The implicitization problem for $\phi: P^n --> (P^1)^{n+1}$

TL;DR

This paper introduces methods for solving the implicitization problem of a rational map from projective space to a product of projective lines, using Koszul complexes and approximation complexes, with applications to sparse discriminants.

Contribution

It develops a unified approach linking Macaulay Resultants and Koszul complexes for implicitization, providing geometric interpretations and conditions for scheme-theoretic images.

Findings

Methods for computing implicit equations using Koszul complexes.

Conditions for the implicit equation to define the scheme-theoretic image.

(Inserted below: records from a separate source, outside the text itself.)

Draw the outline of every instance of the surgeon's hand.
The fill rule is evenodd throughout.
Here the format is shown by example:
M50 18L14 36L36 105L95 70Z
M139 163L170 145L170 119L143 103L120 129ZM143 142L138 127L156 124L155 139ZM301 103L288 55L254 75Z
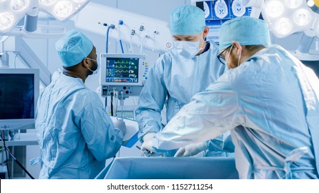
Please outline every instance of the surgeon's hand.
M143 136L143 141L153 141L153 139L154 138L155 135L155 132L150 132L150 133L146 134Z
M143 155L146 156L159 156L162 153L158 153L156 150L153 148L153 139L154 139L155 133L148 133L143 136L143 143L142 144L141 151Z
M123 132L123 135L126 132L126 125L122 118L119 118L117 121L114 122L114 127L120 130Z
M185 147L180 148L176 154L175 154L174 157L195 156L206 149L207 147L205 145L205 142L187 145Z

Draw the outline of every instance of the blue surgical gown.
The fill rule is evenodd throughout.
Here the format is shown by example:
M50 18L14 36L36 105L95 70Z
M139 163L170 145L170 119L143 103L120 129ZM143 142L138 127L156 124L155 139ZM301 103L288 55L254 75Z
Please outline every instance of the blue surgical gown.
M155 148L175 149L231 130L240 178L318 179L318 85L312 70L269 46L195 95L155 134ZM286 167L300 147L309 153Z
M39 179L94 179L123 139L97 94L82 79L60 72L39 97L35 126L42 161Z
M225 65L217 58L218 46L213 41L207 43L210 43L209 49L191 59L180 56L173 48L162 54L150 70L135 110L139 128L139 138L142 142L146 134L157 132L164 128L165 123L163 122L165 121L162 121L161 111L165 104L166 111L164 119L168 122L191 101L195 94L204 91L225 71ZM206 146L213 150L209 147L215 143L224 143L224 139L229 135L230 132L226 132L208 141ZM231 140L227 144L233 146ZM173 156L175 152L168 152L166 156ZM222 153L218 155L222 155Z

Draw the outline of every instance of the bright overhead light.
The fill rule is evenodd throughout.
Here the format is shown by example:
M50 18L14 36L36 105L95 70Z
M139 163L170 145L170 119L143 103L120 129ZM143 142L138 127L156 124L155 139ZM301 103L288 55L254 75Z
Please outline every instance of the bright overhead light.
M266 13L271 17L278 17L284 12L284 6L279 1L273 1L266 5Z
M302 3L302 1L304 0L284 0L284 3L288 8L294 9L301 5L301 3Z
M268 0L265 1L262 14L273 34L278 38L293 33L303 32L316 28L319 14L313 6L309 7L313 0ZM315 29L312 29L312 31Z
M13 25L14 17L9 12L0 13L0 31L5 31Z
M0 0L0 35L10 31L26 14L32 19L28 20L29 24L32 24L35 30L39 11L46 12L59 21L66 21L80 11L88 1L90 0Z
M40 3L44 6L51 6L57 0L40 0Z
M276 31L282 35L289 34L292 30L292 24L288 18L280 18L275 23Z
M73 10L72 3L67 1L58 2L55 6L55 14L59 17L67 17Z
M293 13L293 21L298 26L306 26L311 20L310 12L306 9L299 9Z
M59 21L66 21L81 10L90 0L38 0L39 8Z
M307 2L307 4L308 5L308 6L312 7L315 5L315 1L313 1L313 0L309 0L308 1L308 2Z
M29 5L29 0L11 0L10 6L12 10L21 11Z

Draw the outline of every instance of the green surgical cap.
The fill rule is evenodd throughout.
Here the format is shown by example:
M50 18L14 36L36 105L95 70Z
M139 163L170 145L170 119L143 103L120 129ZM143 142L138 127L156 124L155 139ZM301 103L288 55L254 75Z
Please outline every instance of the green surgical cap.
M171 32L173 34L196 34L205 26L205 13L196 6L180 6L171 13Z
M229 20L220 26L220 51L231 45L233 41L242 45L269 44L268 26L263 20L248 16Z
M66 32L55 43L55 49L65 67L80 63L90 54L93 48L92 41L77 30Z

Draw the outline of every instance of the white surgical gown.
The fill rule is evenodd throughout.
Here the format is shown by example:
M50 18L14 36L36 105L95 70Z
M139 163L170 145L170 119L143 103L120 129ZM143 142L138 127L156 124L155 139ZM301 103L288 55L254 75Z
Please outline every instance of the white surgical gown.
M269 46L195 95L153 143L171 150L231 130L240 178L318 179L318 96L314 72L279 45ZM285 167L289 152L300 147L309 153Z
M166 119L168 122L191 101L194 94L205 90L210 83L215 82L224 73L225 65L216 57L218 46L213 41L207 43L210 43L209 49L191 59L180 56L173 48L162 54L151 69L135 111L141 141L146 134L157 132L164 128L161 111L166 96ZM226 133L208 141L206 146L213 147L214 143L223 146L220 144L223 144L224 139L229 135L229 132ZM231 141L227 144L233 146ZM175 152L168 152L166 155L173 156Z
M98 95L60 72L39 98L35 124L39 179L94 179L122 143Z

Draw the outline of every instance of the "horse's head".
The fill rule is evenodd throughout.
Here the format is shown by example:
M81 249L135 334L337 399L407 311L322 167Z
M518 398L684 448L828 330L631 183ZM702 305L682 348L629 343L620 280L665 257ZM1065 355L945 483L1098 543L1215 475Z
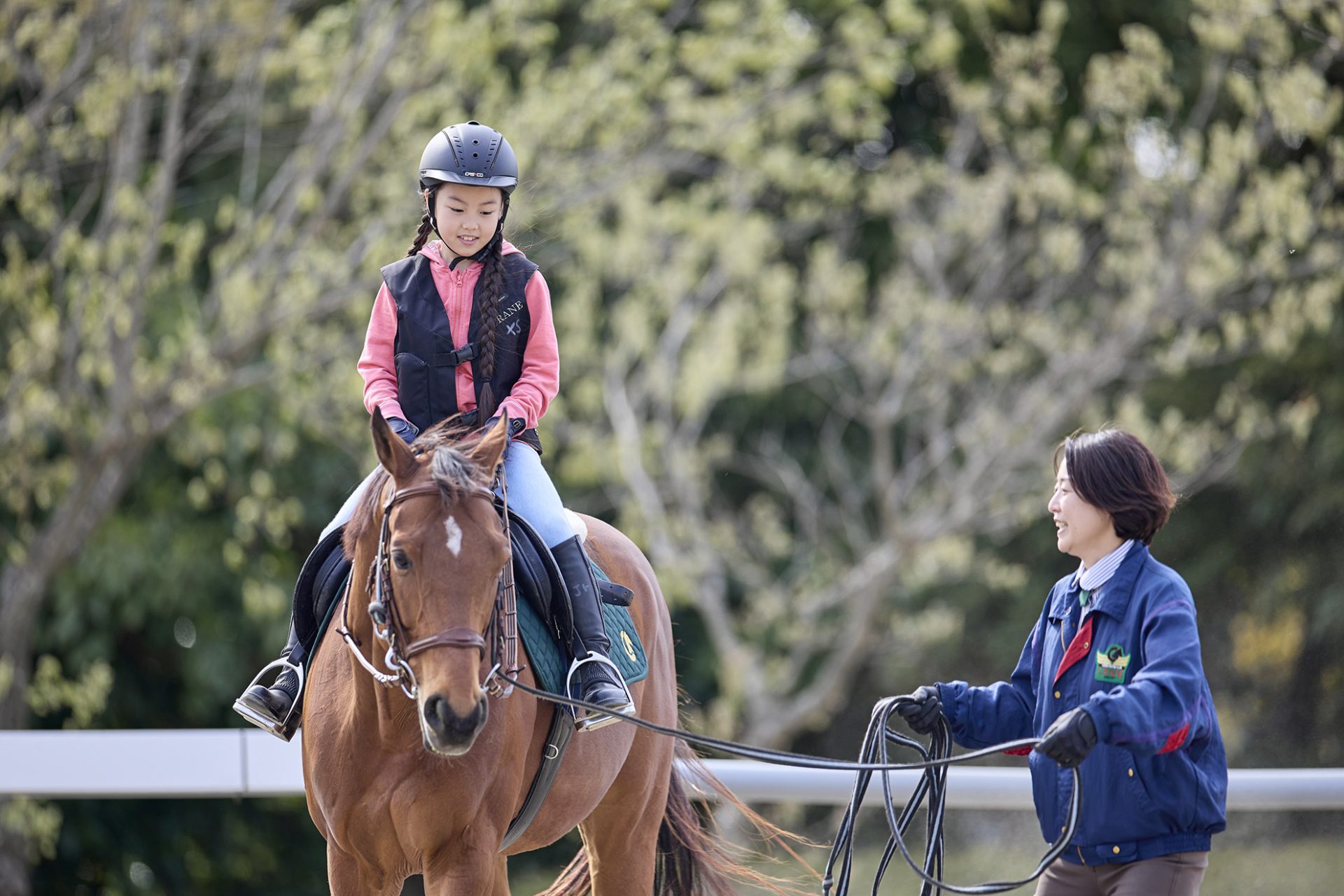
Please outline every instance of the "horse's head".
M374 586L371 615L384 615L415 676L425 747L446 756L470 750L485 727L481 668L495 660L487 630L508 560L492 484L507 443L503 426L464 439L439 427L413 451L374 414L374 445L391 481L370 489L378 504L364 517L386 517L372 533L386 584L382 594Z

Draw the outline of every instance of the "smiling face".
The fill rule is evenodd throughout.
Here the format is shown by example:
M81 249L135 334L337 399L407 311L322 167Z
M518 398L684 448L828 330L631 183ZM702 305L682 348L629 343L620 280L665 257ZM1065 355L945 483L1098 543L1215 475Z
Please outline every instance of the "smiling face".
M474 255L491 242L504 208L499 187L441 184L434 191L434 220L448 251Z
M1055 520L1055 547L1089 568L1121 545L1122 539L1116 535L1110 514L1087 504L1074 489L1066 459L1059 462L1055 493L1050 496L1046 509Z

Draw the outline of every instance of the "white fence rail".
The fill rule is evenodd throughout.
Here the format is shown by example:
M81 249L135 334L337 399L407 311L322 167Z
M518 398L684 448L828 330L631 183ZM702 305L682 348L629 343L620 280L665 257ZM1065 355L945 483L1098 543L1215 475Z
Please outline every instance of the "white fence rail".
M785 768L759 762L706 763L751 803L840 806L853 775ZM907 795L915 772L894 775ZM198 731L0 731L0 794L52 799L290 797L304 793L298 739L284 743L251 728ZM870 787L866 805L880 805ZM948 805L1031 809L1025 768L970 768L948 775ZM1344 809L1344 768L1234 768L1232 810Z

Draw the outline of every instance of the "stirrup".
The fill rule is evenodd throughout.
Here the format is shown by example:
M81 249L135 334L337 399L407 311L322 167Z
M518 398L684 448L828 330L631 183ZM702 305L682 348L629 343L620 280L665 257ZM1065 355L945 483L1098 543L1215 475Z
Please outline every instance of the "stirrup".
M289 712L285 713L285 717L281 719L280 721L274 721L267 716L258 713L247 704L245 704L242 697L234 700L234 712L237 712L239 716L242 716L251 724L257 725L262 731L267 731L280 737L281 740L284 740L285 743L289 743L290 740L294 739L294 732L298 729L297 713L298 713L298 704L302 703L304 697L304 684L305 684L304 668L290 662L288 656L267 662L265 666L262 666L261 672L257 673L257 677L251 680L251 684L243 688L243 693L251 690L253 685L261 684L262 677L265 677L265 674L271 669L281 669L281 672L284 672L285 669L292 669L294 674L298 676L298 690L294 693L294 700L293 703L289 704Z
M625 708L613 709L612 712L597 712L595 709L570 707L570 709L574 712L574 728L577 731L597 731L598 728L605 728L617 721L617 716L634 715L634 697L630 696L630 686L625 684L625 676L621 674L621 670L616 668L614 662L612 662L609 658L593 650L589 650L589 654L586 657L577 658L574 660L574 662L570 664L570 670L564 676L564 693L570 696L574 693L574 673L578 672L579 666L587 665L590 662L602 664L612 669L612 673L616 676L617 686L620 686L621 690L625 692Z

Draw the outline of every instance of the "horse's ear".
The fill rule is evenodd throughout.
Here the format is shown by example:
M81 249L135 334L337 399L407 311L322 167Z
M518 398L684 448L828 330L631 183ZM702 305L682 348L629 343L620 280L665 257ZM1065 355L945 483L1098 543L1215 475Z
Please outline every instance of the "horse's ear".
M495 470L500 465L500 459L504 457L504 449L508 447L508 422L507 419L500 420L492 426L481 441L472 447L470 458L472 463L481 474L481 480L485 482L495 481Z
M403 482L415 470L415 455L392 427L383 419L383 408L374 408L374 450L383 469L392 474L394 482Z

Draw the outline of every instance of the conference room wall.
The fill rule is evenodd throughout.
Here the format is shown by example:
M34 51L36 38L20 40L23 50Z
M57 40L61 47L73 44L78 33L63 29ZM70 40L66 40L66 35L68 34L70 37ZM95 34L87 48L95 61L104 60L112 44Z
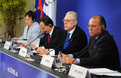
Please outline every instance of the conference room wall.
M85 31L88 39L90 37L87 28L89 19L94 15L104 16L107 23L106 29L113 35L121 59L121 0L57 0L57 26L64 28L62 19L68 11L78 13L78 26Z

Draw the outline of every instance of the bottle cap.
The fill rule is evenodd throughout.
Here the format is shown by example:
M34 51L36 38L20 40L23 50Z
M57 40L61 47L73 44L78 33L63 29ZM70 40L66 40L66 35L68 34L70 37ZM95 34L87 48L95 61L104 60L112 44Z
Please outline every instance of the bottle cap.
M30 46L30 44L28 44L28 46Z
M59 54L61 54L62 53L62 51L59 51Z

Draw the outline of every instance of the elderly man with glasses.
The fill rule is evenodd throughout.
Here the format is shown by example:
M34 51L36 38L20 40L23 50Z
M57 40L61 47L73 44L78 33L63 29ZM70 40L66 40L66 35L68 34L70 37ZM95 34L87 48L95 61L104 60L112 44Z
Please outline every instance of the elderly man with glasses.
M62 33L60 41L56 42L59 45L51 49L43 49L42 54L48 54L48 52L51 54L53 52L57 55L59 51L70 54L82 50L87 45L85 32L77 26L78 14L76 12L67 12L63 22L65 31Z
M74 11L69 11L62 21L64 22L65 32L60 40L60 44L64 44L55 49L56 54L58 54L58 51L70 54L82 50L87 44L87 36L85 32L77 26L78 14Z
M95 15L89 20L89 43L79 51L69 55L62 54L66 64L79 64L89 68L120 69L119 52L113 36L106 29L103 16ZM83 55L89 56L83 58Z

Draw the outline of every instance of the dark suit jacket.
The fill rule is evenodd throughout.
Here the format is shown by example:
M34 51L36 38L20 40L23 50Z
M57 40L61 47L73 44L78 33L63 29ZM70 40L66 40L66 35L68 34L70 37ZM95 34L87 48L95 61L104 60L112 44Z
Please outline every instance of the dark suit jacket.
M50 42L48 44L48 34L45 34L43 38L40 40L39 46L44 46L45 48L55 48L58 45L58 42L62 36L63 30L60 27L54 27L52 32L52 36L50 38Z
M78 26L76 26L76 29L71 36L72 39L69 42L69 46L66 49L63 49L66 36L67 31L63 32L63 36L60 41L60 44L62 45L55 49L56 54L58 54L58 51L62 51L62 53L64 54L72 54L74 52L82 50L87 45L87 36L85 32Z
M120 68L119 52L117 45L108 31L99 35L93 45L94 37L90 37L89 44L74 57L80 58L80 65L89 67L105 67L117 70ZM88 58L81 58L82 53L88 54Z

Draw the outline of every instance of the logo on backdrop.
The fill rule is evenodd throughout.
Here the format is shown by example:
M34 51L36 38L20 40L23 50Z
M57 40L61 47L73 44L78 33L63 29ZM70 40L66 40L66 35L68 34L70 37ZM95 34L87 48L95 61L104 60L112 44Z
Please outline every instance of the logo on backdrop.
M49 4L49 3L52 3L52 2L55 2L55 0L45 0L45 1L44 1L44 4L45 4L46 6L48 6L48 4Z
M11 74L13 74L14 76L18 77L18 71L15 71L11 67L7 67L7 70L8 70L8 72L10 72Z

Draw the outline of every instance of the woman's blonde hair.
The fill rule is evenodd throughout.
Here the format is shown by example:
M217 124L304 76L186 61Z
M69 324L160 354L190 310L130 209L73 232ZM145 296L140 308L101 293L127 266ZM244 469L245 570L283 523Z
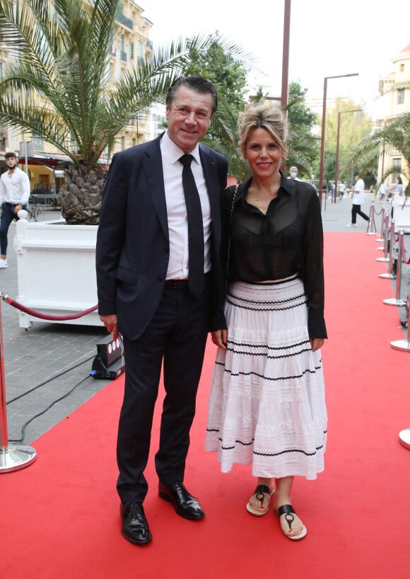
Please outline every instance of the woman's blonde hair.
M242 155L250 131L253 129L265 129L281 149L283 159L288 154L288 123L281 108L277 105L250 103L240 114L238 127Z

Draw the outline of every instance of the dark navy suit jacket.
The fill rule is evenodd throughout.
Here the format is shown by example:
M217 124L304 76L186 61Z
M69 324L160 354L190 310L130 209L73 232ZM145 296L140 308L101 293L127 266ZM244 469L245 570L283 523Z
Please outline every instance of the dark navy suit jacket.
M117 153L108 171L97 236L98 311L116 314L119 332L137 339L158 306L170 243L160 140ZM226 159L199 144L212 217L212 313L209 329L226 327L221 264L221 197Z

Applications to computing sparse discriminants.

Abstract

We develop in this paper some methods for studying the implicitization problem for a rational map $\phi: \mathbb{P}^n \to (\mathbb{P}^1)^{n+1}$ defining a hypersurface in $(\mathbb{P}^1)^{n+1}$, based on computing the determinant of a graded strand of a Koszul complex. We show that the classical study of Macaulay Resultants and Koszul complexes coincides, in this case, with the approach of approximation complexes and we study and give a geometric interpretation for the acyclicity conditions. Under suitable hypotheses, these techniques enable us to obtain the implicit equation, up to a power, and up to some other extra factor. We give algebraic and geometric conditions for determining when the computed equation defines the scheme theoretic image of $\phi$, and, what are the extra varieties that appear. We also give some applications to the problem of computing sparse discriminants.